Wednesday, July 09, 2008

Scorched Earth

Today we head back once again to Excelling at Chess.

Aagaard's central thesis, regular visitors may recall, is that a "real chess player is someone who knows where the pieces belong." Well that's the idea anyway. Sometimes it goes a bit wrong. Which genius, and no I'm not being sarcastic, decided the White pieces belonged like so ...?

Black to move

You might also want to take a punt at what Black should play here but if you don't fancy that you can always take a guess at how many more moves White lasted before throwing in the towel.

Earlier in the week Tom mentioned the Richmond Rapidplay which is taking place this coming Sunday. I had intended to get along to this but unfortunately have ballsed things up and now I have to work that day.

Another event I won't be attending is Michael Adams' simul in Dover on the 19th July. I had very much hoped to be there - thanks for the offer David - but again the extremely irritating necessitity to earn a crust is going to prevent me. If you're free and fancy your chances details are available at if you're free that day and fancy your chances.
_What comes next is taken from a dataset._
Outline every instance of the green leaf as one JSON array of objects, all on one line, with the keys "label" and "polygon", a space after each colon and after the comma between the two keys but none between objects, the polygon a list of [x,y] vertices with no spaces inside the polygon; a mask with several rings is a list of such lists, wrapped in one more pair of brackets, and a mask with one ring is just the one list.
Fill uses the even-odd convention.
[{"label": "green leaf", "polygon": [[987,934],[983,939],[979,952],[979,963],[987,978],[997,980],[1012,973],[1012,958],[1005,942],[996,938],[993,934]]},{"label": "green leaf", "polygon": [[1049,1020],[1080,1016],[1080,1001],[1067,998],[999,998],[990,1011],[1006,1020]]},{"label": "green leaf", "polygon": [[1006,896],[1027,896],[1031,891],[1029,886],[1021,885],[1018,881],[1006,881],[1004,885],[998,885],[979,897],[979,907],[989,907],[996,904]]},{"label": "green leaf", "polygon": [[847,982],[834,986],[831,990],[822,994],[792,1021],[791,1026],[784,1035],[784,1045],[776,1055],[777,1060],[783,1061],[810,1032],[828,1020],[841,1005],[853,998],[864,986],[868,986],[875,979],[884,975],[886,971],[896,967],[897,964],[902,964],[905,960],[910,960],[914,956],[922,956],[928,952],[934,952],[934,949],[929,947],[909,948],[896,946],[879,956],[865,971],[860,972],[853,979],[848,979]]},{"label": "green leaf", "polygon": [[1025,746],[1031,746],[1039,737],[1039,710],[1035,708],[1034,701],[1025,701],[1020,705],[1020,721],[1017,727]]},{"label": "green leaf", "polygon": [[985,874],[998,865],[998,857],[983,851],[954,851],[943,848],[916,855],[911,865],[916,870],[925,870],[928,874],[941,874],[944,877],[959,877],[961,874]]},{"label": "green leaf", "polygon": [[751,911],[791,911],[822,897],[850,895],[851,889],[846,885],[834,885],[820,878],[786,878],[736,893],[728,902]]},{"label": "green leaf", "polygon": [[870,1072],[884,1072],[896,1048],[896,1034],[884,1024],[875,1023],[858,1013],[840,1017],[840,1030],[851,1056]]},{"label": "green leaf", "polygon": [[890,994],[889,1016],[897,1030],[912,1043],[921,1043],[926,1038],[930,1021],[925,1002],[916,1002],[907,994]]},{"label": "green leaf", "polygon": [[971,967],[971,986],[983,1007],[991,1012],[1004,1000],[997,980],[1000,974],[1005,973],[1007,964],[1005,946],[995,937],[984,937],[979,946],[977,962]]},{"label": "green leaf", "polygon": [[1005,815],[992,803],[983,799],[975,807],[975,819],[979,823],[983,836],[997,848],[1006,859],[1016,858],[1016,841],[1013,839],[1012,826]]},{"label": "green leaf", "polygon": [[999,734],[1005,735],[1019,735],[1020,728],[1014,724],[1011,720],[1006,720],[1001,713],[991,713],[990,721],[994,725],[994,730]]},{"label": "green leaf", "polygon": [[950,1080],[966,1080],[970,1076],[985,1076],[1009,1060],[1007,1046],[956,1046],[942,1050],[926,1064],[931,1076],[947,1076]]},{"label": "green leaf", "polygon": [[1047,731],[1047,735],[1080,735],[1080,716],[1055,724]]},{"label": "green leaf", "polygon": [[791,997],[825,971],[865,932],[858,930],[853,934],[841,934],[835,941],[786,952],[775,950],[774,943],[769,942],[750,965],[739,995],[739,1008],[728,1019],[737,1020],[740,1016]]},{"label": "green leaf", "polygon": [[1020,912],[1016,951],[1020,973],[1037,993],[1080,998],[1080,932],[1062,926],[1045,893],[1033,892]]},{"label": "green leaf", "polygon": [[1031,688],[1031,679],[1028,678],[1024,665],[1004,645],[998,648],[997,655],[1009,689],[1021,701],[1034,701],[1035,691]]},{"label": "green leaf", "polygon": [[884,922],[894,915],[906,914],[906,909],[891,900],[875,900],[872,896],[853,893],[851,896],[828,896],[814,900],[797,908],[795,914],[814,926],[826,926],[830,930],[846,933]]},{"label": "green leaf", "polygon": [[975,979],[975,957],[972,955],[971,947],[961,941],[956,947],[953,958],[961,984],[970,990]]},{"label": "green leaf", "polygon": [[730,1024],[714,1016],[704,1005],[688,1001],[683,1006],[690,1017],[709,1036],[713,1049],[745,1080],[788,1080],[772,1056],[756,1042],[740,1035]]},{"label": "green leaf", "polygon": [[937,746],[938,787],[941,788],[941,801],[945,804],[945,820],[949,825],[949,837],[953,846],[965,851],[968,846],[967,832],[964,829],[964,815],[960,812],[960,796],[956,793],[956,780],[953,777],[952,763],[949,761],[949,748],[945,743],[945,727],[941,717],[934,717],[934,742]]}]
PS: I know I know - the Prisoner Penny Farthing image has got nothing whatsoever to do with today's post but I needed something to break up the page and I'm really fond of it. If nothing else it gives me an excuse to link to the "Magnus isn't rated number 2 after all" piece I wrote last week.


Anonymous said...

This looks vaguely familiar. Is it Karpov (White) against Kasparov? Did Black play ...cxb?


Jonathan B said...

Yes Yes and No Angus.

It was indeed Karpov playing White (against Kasparov at Linares 1993). What I really like about this position is that Black's set-up looks so ordinary but White's is just crazy. I suppose you'd have to be a Karpov to get all your pieces on the back rank this far into the game and not have to resign instantly.

So how long did he last>

Tom Chivers said...

Compare with white's position after move 23 in this game . . .

Anonymous said...

BTW, How does one mount a canopied penny farthing? Video evidence would be useful. (Ok, I guess that's a tall order.)


Glenn Wilson said...

The position and game are fascinating. Running through the game with Fritz, I see that the machine does not like Karpov's 16th move of Bd4 and much prefers putting another piece on the back-rank with Bg1! Wonderful irony from Fritz.

Here is the game with Fritz's ironic suggestion and a possible continuation noted:

[Event "Linares ;CBM 34 Anand"]
[Site "10"]
[Date "1993.??.??"]
[Round "?"]
[White "Anatoli Karpov"]
[Black "Garry Kasparov"]
[Result "0-1"]
[ECO "E86"]
[PlyCount "54"]
[EventDate "1993.??.??"]

1. d4 Nf6 2. c4 g6 3. Nc3 Bg7 4. e4 d6 5. f3 O-O 6. Be3 e5 7. Nge2 c6 8. Qd2 Nbd7 9. Rd1 a6 10. dxe5 Nxe5 11. b3 b5 12. cxb5 axb5 13. Qxd6 Nfd7 14. f4 b4 15. Nb1 Ng4 16. Bd4 (16. Bg1 Rxa2 17. Qxb4 Re8 18. Nbc3 Ra5 19. g3 Ngf6 20. Bh3 Qc7 21. Bxd7 Nxd7 22. Rxd7 Bxd7 23. Bb6 Ra1+ 24. Kd2 Qxb6 25. Qxb6 Rxh1 26. h4 +/-) 16... Bxd4 17. Qxd4 Rxa2 18. h3 c5 19. Qg1 Ngf6 20. e5 Ne4 21. h4 c4 22. Nc1 c3 23. Nxa2 c2 24. Qd4 cxd1=Q+ 25. Kxd1 Ndc5 26. Qxd8 Rxd8+ 27. Kc2 Nf2 0-1

Jonathan B said...

No idea Angus but I tell you that I'd pay big money to watch you ride one down Streatham High Road.

ejh said...

I once saw somebody unicycling down the Iffley Road in Oxford.